SoundCloud, known for its focus on independent musicians, launched Premier in 2017 as a way for select artists to share revenue with the platform, but the feature has since expanded to include advertising and promotional resources. Artists are given a share of revenue based on the number of plays one of their tracks receives, and creators are paid directly on a monthly basis. Premier also allows creators to make some extra cash while they're searching for a traditional record label ー provided that they're interested in one.
Trainor said creators won't find a better deal, largely because "the majority of the revenue goes to the creator."
"And it meets or beats any other offer that they can get from any of the other streaming platforms," he added.

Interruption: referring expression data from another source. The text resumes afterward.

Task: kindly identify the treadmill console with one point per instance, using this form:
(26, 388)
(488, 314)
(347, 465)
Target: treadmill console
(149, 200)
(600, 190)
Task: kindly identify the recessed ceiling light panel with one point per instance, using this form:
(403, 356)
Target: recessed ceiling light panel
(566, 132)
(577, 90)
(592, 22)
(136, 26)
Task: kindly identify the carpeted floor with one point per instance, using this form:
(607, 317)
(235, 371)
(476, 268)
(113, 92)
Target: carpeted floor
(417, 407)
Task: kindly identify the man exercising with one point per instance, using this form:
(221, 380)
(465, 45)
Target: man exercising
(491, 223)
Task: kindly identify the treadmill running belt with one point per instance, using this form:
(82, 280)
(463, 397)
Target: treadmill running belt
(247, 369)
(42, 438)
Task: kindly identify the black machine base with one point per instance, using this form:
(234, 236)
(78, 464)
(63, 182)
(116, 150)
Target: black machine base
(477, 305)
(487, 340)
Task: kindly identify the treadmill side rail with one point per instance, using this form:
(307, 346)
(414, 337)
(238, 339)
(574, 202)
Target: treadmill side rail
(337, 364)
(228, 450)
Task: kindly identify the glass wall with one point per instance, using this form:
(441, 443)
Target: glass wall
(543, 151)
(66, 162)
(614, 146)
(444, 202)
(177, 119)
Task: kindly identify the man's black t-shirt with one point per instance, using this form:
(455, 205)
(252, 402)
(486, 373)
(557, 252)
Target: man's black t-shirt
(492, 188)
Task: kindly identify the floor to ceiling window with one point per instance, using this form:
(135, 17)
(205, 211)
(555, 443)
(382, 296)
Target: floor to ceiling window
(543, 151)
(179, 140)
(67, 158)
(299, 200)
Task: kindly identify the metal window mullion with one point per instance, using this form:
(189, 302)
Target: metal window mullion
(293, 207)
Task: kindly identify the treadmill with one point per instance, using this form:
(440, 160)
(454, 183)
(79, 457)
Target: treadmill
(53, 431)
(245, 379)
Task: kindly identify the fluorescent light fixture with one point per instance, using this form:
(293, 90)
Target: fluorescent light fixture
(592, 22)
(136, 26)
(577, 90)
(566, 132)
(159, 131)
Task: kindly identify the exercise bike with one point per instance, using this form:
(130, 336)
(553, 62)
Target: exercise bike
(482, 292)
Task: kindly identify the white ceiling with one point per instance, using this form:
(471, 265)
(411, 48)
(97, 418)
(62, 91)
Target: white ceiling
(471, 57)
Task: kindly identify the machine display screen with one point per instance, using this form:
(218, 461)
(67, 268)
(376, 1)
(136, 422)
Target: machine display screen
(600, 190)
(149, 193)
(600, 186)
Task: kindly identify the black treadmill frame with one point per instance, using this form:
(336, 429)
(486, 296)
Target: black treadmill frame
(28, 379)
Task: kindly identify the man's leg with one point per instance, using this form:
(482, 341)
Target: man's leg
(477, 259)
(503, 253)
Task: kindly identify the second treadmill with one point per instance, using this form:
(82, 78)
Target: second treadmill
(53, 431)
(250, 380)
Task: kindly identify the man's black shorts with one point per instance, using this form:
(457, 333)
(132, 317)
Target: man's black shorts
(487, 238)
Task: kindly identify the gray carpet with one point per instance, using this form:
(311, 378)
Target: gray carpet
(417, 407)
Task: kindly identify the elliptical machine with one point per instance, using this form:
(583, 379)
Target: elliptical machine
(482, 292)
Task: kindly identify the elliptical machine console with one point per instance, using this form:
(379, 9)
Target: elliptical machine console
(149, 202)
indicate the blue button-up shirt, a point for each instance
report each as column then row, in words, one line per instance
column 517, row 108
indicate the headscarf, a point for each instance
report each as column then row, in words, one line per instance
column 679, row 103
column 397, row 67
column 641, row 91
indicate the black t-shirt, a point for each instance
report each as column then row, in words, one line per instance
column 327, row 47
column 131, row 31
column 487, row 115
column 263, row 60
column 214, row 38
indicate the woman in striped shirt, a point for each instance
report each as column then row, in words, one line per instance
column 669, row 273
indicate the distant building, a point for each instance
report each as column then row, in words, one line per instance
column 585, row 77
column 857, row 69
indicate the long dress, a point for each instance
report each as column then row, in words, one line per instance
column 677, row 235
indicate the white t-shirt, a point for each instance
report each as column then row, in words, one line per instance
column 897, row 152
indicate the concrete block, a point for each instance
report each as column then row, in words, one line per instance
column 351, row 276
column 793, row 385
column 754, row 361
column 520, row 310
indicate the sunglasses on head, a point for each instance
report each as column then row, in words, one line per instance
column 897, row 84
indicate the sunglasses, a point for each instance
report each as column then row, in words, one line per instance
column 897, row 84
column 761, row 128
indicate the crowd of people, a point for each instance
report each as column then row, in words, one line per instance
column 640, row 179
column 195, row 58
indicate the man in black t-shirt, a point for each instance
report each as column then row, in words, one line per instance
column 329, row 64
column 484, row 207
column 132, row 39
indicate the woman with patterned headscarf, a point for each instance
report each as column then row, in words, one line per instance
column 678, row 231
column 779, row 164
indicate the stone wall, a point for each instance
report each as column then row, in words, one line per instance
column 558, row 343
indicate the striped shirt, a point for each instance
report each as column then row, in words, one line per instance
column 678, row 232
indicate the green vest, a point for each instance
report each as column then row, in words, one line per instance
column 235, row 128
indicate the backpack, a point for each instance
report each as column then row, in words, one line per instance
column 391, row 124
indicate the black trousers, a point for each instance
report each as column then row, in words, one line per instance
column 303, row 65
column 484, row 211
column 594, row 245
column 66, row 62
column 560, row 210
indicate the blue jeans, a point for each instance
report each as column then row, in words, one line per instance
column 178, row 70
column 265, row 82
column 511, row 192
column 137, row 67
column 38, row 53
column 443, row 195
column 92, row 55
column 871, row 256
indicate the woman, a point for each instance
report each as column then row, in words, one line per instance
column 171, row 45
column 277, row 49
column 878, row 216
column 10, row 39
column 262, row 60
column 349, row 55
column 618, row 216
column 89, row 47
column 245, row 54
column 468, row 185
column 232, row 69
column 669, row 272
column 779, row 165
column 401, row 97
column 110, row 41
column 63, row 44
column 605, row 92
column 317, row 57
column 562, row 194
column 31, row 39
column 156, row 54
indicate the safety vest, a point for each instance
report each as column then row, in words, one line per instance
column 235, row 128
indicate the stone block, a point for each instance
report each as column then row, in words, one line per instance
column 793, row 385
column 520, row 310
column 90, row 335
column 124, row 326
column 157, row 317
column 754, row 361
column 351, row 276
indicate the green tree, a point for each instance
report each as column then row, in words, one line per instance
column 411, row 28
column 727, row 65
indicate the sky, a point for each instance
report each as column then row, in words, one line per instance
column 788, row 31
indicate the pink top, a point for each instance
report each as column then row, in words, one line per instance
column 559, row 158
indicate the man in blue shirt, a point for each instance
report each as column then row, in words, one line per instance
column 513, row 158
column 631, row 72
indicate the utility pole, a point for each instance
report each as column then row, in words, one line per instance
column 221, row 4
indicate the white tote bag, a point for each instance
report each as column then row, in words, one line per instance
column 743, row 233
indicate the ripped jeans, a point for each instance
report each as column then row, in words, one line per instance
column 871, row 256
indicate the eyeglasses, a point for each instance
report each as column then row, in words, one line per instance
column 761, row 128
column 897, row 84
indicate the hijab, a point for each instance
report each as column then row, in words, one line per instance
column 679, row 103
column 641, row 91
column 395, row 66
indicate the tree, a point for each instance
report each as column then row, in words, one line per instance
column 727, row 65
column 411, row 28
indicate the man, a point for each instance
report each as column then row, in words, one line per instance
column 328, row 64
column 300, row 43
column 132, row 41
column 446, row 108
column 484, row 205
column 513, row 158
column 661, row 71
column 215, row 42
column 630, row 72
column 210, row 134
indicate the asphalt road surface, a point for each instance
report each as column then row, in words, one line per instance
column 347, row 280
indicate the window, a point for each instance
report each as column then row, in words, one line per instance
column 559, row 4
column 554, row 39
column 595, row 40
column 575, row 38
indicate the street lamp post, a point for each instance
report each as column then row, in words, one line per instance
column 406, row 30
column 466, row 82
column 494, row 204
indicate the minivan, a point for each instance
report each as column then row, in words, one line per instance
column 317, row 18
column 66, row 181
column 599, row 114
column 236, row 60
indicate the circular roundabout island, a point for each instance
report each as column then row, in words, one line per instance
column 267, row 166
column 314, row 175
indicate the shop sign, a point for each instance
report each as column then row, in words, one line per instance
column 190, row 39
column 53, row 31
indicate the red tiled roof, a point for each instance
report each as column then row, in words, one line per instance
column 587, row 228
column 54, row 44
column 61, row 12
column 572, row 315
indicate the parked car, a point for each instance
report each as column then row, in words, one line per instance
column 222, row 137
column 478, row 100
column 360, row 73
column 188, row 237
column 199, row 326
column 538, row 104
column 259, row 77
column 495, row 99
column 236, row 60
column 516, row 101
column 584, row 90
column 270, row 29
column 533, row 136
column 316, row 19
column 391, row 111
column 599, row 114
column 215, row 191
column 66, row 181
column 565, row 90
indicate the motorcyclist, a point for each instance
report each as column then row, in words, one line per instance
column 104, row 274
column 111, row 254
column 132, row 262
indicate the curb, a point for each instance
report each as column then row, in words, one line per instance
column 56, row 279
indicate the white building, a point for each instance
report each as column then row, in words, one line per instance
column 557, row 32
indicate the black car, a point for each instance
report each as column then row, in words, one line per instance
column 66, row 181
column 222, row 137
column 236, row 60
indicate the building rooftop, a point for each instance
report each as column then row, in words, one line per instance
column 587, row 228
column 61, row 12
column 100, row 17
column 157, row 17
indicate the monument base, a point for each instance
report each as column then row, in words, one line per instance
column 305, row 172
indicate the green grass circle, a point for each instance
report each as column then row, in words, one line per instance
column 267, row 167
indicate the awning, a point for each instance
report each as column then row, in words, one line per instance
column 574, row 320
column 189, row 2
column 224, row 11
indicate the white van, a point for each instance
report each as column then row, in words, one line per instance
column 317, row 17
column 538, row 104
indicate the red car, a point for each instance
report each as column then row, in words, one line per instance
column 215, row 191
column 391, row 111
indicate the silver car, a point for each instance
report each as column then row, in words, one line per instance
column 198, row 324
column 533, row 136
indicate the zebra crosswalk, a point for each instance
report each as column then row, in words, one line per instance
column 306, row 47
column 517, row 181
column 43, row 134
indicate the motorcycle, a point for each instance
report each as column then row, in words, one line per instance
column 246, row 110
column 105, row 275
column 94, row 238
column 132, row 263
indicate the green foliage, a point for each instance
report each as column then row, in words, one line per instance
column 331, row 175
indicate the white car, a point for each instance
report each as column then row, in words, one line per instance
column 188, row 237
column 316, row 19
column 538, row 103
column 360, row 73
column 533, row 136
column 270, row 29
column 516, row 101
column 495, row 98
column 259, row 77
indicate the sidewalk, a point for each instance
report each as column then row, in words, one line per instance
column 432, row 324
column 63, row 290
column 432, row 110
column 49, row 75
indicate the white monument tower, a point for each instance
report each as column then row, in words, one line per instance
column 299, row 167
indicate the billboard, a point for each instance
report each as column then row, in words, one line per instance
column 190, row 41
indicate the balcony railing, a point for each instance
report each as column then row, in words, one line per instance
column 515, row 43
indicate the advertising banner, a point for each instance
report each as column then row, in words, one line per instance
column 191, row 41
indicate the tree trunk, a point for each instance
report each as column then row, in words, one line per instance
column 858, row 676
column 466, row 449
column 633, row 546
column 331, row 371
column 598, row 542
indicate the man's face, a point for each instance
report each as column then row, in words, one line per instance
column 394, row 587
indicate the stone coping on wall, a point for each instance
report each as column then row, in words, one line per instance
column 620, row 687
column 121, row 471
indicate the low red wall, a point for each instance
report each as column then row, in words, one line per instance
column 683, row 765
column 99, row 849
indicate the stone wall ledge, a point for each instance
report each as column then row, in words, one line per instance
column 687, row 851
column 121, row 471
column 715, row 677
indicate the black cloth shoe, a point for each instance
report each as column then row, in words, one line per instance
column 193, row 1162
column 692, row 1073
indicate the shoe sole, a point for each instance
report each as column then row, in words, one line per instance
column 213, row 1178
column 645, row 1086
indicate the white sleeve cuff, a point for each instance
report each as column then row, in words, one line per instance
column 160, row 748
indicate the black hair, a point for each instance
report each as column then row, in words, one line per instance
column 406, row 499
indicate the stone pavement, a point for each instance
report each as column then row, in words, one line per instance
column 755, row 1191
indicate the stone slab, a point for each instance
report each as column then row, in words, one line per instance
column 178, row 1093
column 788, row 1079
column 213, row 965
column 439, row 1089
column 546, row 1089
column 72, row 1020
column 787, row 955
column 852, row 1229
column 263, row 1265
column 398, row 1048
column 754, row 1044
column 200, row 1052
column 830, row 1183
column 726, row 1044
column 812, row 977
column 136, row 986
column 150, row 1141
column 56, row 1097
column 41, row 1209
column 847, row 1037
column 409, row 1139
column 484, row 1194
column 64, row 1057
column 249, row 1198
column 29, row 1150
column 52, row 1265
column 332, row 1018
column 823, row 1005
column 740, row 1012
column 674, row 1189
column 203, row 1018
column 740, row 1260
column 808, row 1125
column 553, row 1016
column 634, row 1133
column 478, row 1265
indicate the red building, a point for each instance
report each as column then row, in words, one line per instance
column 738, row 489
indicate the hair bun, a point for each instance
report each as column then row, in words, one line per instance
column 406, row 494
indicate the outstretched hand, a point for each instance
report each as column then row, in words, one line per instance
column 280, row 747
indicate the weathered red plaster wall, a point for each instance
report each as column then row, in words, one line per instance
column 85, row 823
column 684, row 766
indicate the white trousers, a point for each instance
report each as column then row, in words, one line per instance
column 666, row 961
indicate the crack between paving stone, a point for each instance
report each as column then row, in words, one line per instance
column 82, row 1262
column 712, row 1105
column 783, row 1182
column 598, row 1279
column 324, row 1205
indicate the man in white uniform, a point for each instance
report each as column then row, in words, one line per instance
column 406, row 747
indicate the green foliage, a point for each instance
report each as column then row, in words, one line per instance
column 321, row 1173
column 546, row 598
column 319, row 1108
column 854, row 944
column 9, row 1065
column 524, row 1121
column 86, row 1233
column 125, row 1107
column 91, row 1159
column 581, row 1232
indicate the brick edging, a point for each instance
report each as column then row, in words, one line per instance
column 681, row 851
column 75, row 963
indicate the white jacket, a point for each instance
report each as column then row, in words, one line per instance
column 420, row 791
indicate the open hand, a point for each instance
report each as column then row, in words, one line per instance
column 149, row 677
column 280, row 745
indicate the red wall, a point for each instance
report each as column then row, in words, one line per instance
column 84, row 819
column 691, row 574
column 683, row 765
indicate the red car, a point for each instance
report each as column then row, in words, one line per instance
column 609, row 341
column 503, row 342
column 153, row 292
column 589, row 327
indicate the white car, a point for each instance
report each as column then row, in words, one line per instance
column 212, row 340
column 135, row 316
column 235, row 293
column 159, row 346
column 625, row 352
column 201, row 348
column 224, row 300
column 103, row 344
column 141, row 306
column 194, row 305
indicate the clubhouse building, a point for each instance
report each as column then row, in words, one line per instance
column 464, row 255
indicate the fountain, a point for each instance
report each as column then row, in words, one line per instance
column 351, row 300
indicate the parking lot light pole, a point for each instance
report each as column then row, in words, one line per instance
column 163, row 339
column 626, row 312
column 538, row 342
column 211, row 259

With at least 175 million registered users as of May 2018, SoundCloud is among the largest streaming platforms in the business. Trainor attributes his platform's popularity to the connection between creators and listeners. On SoundCloud, users can communicate directly with musicians or fellow browsers and send them messages of support or admiration.
"It's a much more interactive process on SoundCloud," Trainor said. "You can upload your material, it is available to the world instantly, there's no waiting hours or days."
While artists like Chance The Rapper have opted for SoundCloud over a traditional record label, Trainor doesn't think artists are obligated to make an either-or choice.
"We view our role as being an alternative, but also being an enhancement to the existing industry," he said.
"Our role is to be the first place the creator comes, so they can put their work in the world on their own terms."